Japan’s bond market is showing cracks that could shake global financial markets. The country’s 30-year government bond yields hit record highs of 3.197% this week. This marks a major shift for a nation known for ultra-low interest rates.

The Bank of Japan raised rates for the first time in 17 years in March 2024. Core inflation in Japan now exceeds levels in the US and eurozone. This forces the central bank to consider tighter monetary policy.

Japan's bond market is imploding:

Japan's 30Y Government Bond Yield has officially surged to its highest level in history, at 3.15%.

For decades, Japan was known for low long-term interest rates.

Now, they are dealing with high inflation, shifting policy outlook, and a… pic.twitter.com/kZjoIurhub

— The Kobeissi Letter (@KobeissiLetter) May 20, 2025

The rising yields threaten the popular yen carry trade strategy. Investors borrow cheap yen at low rates and invest in higher-yielding assets elsewhere. This trade has funded purchases of US Treasuries, stocks, and other investments for years.

Japan’s latest bond sale attracted less demand than expected. Debt sold at lower prices and higher yields than anticipated. Foreign buyers have become the main source of demand for long-term Japanese government bonds recently.

Rising Yields Shake Market Foundations

The unwinding of yen carry trades could create a “loud sucking sound” in US financial assets. Money borrowed in Japan often flows into US debt markets. A reversal could pressure both Treasury bonds and equity markets.

US bond yields are also climbing higher. The 30-year Treasury yield broke above 5.00% and approaches the October 2023 high of 5.178%. Congress is considering a tax bill that would increase the federal budget deficit.

Stock markets are feeling the pressure. The Nasdaq 100 paused its 30% rally from April lows this week. Daily momentum indicators moved from oversold to overbought levels during the recent surge.

Nasdaq 100 Jun 25 (NQ=F)Nasdaq 100 Jun 25 (NQ=F)

The index created higher highs and higher lows while reclaiming moving averages. However, Wednesday’s bearish engulfing candle pattern suggests more weakness ahead. Support levels sit around 21,100 and the 20,275-20,535 range.

Market Volatility Returns

European markets reached new all-time highs along with Bitcoin during the recent rally. The Nasdaq has not yet tagged its December peak despite the strong performance. Renewed momentum could drive the index to new highs soon.

Key resistance levels include Tuesday’s low near 21,300 and the 21,500 zone above. A break higher could lead to moves toward 22,000 and the all-time high at 22,425.

The combination of rising bond yields in both countries creates uncertainty. Traders worry about another episode of yen carry trade unwinding. Last summer’s similar event disrupted global equity markets.

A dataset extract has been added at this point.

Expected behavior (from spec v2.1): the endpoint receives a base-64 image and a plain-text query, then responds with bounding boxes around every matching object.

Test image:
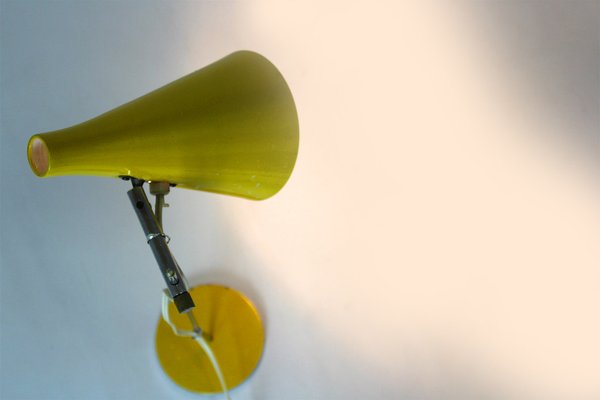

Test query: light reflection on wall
[216,2,600,398]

Japan’s exit from deflation represents a historic shift. The Bank of Japan scaled back but did not stop buying government debt. Even these moderate policy moves have clearly disrupted the status quo.

The situation bears close watching as Congress approaches the tax bill vote. Higher yields boost borrowing costs across the economy even though the Federal Reserve kept short-term rates steady.

Current data shows Japan’s 30-year bond yields reached their highest level on record at 3.197% while US 30-year yields broke above 5.00% for the first time since October 2023.